For each zebrafish, 16-second video sequences at high frame rates were recorded. The video clip was manually split into smaller clips containing one full body waving cycle. The fish body was tracked and the bending degree determined using body curvature and tail offset as criteria. (A–G) averaging spatial-temporal body curvature profiles that are obtained from the following zebrafish: wild-type, hCLCN1-EGFP, hCLCN1L844F-EGFP, hCLCN1I553F/H555N-EGFP, hCLCN1-IRES-EGFP, hCLCN1L844F-IRES-EGFP, hCLCN1I553F/H555N-IRES-EGFP, respectively. We consolidated body curvature measurements calculated at each frame into a matrix. Each column represents the body curvature measurements in one frame. The number of columns is equal to the number of frame of one body waving cycle. We further averaged matrices over all body waving cycles of all zebrafish within same category to obtain an averaging body curvature profile. Red color indicates higher curvature value and larger bending of fish body. The Y-axis represents the body curvature measurements in one frame. The X-axis represents frame index of one video segment of one body waving cycle. (H–I) Consolidated tail offset measurements calculated at each frame into a vector. The vectors are averaged over all body waving cycles of all zebrafish within same category to obtain an averaging tail offset profile. Larger tail offset value indicates smaller bending of fish body.
Figure 6.
Comparison of body curvature, tail offset and swimming distance measurements between wild-type, control and transgenic zebrafish.

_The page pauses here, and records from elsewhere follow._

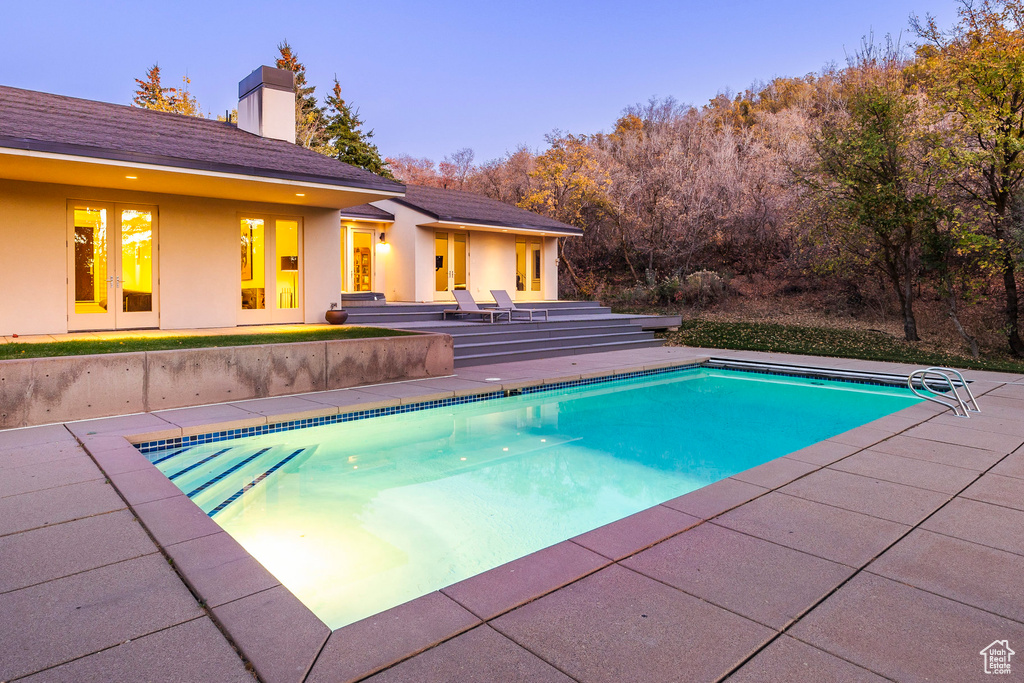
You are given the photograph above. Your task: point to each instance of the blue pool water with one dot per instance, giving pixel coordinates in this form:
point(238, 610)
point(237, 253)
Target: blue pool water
point(357, 517)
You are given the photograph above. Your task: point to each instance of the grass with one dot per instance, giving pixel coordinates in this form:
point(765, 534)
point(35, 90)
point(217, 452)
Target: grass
point(129, 344)
point(824, 341)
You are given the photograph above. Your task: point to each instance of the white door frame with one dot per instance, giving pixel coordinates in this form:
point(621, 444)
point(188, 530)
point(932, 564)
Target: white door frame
point(271, 313)
point(115, 317)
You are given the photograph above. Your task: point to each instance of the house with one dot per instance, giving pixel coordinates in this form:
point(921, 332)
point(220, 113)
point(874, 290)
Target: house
point(432, 241)
point(116, 217)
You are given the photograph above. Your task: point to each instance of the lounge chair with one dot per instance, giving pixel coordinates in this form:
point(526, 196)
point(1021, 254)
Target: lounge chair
point(503, 300)
point(467, 306)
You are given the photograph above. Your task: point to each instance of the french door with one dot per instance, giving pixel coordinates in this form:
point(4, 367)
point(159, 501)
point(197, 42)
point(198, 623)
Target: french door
point(527, 268)
point(271, 269)
point(451, 263)
point(113, 275)
point(363, 261)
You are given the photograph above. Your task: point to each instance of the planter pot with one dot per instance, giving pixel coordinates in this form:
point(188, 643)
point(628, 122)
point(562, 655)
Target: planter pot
point(337, 316)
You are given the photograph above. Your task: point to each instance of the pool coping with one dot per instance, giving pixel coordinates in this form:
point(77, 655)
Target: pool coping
point(249, 603)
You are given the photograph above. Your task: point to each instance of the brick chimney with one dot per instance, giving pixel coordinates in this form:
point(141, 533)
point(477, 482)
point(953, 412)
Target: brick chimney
point(266, 103)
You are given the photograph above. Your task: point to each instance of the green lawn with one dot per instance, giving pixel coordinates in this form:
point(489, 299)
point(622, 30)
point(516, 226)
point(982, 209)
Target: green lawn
point(824, 341)
point(85, 346)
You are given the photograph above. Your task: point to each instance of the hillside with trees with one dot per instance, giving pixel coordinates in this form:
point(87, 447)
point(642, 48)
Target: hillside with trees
point(887, 193)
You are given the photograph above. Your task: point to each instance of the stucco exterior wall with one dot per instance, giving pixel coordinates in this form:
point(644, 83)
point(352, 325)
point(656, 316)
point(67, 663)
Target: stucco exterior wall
point(410, 265)
point(492, 263)
point(33, 261)
point(198, 256)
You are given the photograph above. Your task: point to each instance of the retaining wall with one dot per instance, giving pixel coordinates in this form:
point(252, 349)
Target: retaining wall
point(35, 391)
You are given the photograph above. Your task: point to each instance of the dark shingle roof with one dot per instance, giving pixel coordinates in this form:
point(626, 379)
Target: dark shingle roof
point(368, 211)
point(42, 122)
point(459, 207)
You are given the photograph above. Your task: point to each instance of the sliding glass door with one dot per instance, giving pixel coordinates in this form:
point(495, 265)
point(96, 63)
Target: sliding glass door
point(271, 269)
point(113, 266)
point(527, 267)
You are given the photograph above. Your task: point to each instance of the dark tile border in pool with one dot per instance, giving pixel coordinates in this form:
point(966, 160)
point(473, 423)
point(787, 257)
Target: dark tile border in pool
point(146, 447)
point(311, 651)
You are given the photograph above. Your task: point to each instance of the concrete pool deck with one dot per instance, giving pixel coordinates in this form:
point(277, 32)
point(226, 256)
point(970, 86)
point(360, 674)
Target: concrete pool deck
point(891, 552)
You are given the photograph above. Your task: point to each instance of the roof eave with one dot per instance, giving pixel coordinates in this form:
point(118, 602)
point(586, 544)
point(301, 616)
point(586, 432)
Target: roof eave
point(89, 153)
point(450, 221)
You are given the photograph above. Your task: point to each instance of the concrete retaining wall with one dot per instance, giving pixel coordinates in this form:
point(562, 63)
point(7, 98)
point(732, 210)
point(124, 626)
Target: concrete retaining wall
point(35, 391)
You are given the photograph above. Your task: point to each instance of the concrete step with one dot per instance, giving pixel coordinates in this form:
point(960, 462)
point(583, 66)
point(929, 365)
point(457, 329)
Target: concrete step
point(508, 356)
point(382, 316)
point(470, 334)
point(511, 343)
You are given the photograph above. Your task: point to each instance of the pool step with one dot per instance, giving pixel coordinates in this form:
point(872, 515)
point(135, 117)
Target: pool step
point(551, 351)
point(215, 477)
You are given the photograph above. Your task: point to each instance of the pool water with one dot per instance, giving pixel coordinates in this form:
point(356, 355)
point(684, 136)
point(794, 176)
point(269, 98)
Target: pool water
point(360, 516)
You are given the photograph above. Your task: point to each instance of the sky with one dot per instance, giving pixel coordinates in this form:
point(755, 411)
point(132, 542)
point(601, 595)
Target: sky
point(430, 78)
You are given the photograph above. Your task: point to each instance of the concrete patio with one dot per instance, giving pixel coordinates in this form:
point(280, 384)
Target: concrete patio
point(890, 552)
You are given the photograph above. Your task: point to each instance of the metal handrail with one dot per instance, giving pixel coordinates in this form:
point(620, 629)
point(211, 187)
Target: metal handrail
point(961, 409)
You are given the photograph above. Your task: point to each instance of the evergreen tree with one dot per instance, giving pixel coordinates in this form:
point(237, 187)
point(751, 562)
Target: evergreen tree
point(308, 114)
point(345, 138)
point(152, 94)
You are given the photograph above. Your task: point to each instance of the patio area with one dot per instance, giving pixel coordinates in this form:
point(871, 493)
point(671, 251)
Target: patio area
point(890, 552)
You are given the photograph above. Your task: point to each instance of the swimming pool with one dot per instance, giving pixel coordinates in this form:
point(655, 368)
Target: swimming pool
point(359, 516)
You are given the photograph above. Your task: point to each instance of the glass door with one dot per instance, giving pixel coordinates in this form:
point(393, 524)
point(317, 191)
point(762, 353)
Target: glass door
point(271, 270)
point(112, 263)
point(363, 261)
point(451, 263)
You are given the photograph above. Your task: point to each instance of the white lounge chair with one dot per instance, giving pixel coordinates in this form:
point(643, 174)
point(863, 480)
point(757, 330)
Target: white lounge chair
point(503, 300)
point(468, 306)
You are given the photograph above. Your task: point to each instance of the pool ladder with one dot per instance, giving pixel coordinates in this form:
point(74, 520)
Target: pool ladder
point(941, 378)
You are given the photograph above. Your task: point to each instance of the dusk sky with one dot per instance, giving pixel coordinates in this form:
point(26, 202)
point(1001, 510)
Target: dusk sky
point(432, 77)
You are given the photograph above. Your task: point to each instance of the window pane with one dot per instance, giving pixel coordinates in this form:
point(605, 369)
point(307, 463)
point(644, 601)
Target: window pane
point(535, 283)
point(253, 276)
point(440, 262)
point(288, 263)
point(90, 260)
point(136, 260)
point(361, 262)
point(459, 262)
point(520, 264)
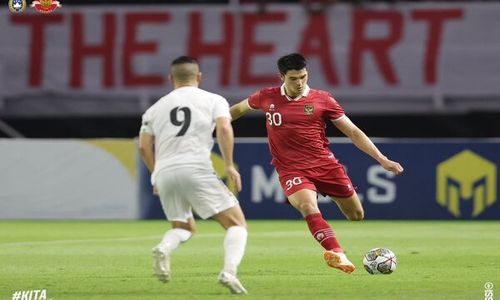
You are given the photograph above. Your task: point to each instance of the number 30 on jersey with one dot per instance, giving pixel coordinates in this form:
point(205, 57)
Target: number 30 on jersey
point(274, 119)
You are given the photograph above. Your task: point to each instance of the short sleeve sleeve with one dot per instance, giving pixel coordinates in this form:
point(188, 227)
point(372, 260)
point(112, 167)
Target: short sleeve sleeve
point(146, 125)
point(333, 109)
point(221, 108)
point(254, 100)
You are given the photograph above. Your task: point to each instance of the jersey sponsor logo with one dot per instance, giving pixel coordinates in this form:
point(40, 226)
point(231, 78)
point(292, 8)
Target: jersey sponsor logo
point(17, 5)
point(46, 6)
point(308, 109)
point(466, 176)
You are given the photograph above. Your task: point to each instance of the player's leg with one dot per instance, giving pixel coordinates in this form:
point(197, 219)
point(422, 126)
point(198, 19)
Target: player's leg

We selected the largest body curvature value (A–B); smallest tail offset value (C–D), and travel distance (E–F) from each body waving cycle. All measurements are first averaged over all video clips within same category. The averaged measurements are further divided by the mean measurement of wild-type zebrafish. The measurements are plotted as mean +/− standard deviation. The star symbol in the figure indicates a significant difference (p<0.05) in the Student-t test.